I was lucky enough to have a fortunate Christmas this year and received well chosen gifts from several family members and family friends. When the time came after Christmas for me to send nicely decorated cards to the kind people who had spent their time and money on me, I ventures out to my local post office where I endeavoured to purchase a book of second-class stamps. I probably shouldn’t admit that thanking kind gift givers became a second-class matter to me, as it most certainly not, but it was economical enough to buy second class stamps and it to be a second-class ordeal for my good fellows of the Royal Mail.

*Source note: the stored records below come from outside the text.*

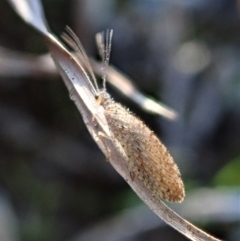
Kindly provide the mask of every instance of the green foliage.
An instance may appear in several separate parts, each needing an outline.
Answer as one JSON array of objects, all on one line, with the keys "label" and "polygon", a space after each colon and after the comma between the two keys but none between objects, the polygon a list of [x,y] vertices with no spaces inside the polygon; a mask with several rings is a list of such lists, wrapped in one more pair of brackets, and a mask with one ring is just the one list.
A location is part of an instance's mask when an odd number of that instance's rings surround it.
[{"label": "green foliage", "polygon": [[240,156],[225,165],[214,178],[217,186],[240,186]]}]

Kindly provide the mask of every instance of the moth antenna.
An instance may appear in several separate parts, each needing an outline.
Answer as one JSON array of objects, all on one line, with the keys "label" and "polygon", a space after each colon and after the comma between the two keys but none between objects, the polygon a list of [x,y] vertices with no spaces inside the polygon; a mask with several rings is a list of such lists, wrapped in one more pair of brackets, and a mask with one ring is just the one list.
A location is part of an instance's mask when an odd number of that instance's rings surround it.
[{"label": "moth antenna", "polygon": [[92,67],[90,65],[87,53],[84,50],[82,43],[78,39],[77,35],[73,32],[73,30],[70,27],[66,26],[66,32],[64,32],[61,35],[61,37],[75,51],[75,54],[76,54],[76,57],[78,58],[78,60],[84,64],[87,74],[93,80],[97,93],[99,93],[99,87],[97,84],[97,80],[93,73]]},{"label": "moth antenna", "polygon": [[96,43],[97,43],[99,55],[103,62],[103,66],[102,66],[103,90],[106,90],[106,81],[107,81],[106,71],[110,60],[110,53],[112,48],[112,36],[113,36],[112,29],[110,30],[107,29],[105,36],[104,36],[104,32],[100,32],[96,34]]}]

I was horrified, however, when I discovered that twelve stamps for a second-class ordeal cost £8 and who knows how much more if I was posting something first-class! Considering I only had eight cards to post and the stamps would most likely be taken and used by either of my parents later on in the year that averages to £1 per card, and they weighed practically nothing and were about A6 in size. It made me consider just sending text messages, but that felt too impersonal. What feels very personal, however, is paying the same price as a newspaper to send a piece of paper in a van across the country along with hundreds of others.

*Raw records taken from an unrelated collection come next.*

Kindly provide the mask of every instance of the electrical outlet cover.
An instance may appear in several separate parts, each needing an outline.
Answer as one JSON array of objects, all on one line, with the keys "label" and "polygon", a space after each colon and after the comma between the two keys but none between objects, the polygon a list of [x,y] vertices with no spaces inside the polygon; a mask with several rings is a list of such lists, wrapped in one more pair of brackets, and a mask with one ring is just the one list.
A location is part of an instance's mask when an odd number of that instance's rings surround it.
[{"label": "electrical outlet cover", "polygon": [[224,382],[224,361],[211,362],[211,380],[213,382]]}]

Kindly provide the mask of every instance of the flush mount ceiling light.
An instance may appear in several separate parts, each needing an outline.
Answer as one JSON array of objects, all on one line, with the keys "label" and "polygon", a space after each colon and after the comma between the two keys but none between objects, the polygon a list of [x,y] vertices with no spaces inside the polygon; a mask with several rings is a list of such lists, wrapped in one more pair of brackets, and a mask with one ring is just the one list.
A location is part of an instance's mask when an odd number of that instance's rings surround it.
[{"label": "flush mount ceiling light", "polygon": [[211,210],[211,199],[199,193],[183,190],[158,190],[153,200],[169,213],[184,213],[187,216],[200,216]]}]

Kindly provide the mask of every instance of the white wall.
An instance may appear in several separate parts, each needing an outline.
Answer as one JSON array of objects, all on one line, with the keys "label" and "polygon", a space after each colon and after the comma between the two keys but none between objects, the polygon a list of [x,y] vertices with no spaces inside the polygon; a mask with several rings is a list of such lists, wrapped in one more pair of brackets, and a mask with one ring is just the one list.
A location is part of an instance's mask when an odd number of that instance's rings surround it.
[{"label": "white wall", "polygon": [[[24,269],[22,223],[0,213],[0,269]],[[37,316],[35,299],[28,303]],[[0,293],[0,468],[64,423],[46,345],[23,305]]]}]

Another horror of postage pricing was just before Christmas when I went to send my friend in America a book for Christmas. Enclosed in the package I presented at the post office was a book, a letter and a post card, that is all. I ended up leaving the post office £9.10 poorer. Considering the book cost £5, I spent more on postage than the actual gift!

My only grievance is that, as the personal practice of writing letters is slowly becoming extinct, the Royal Mail should be encouraging the populous to send letters rather than discourage them with awfully high prices.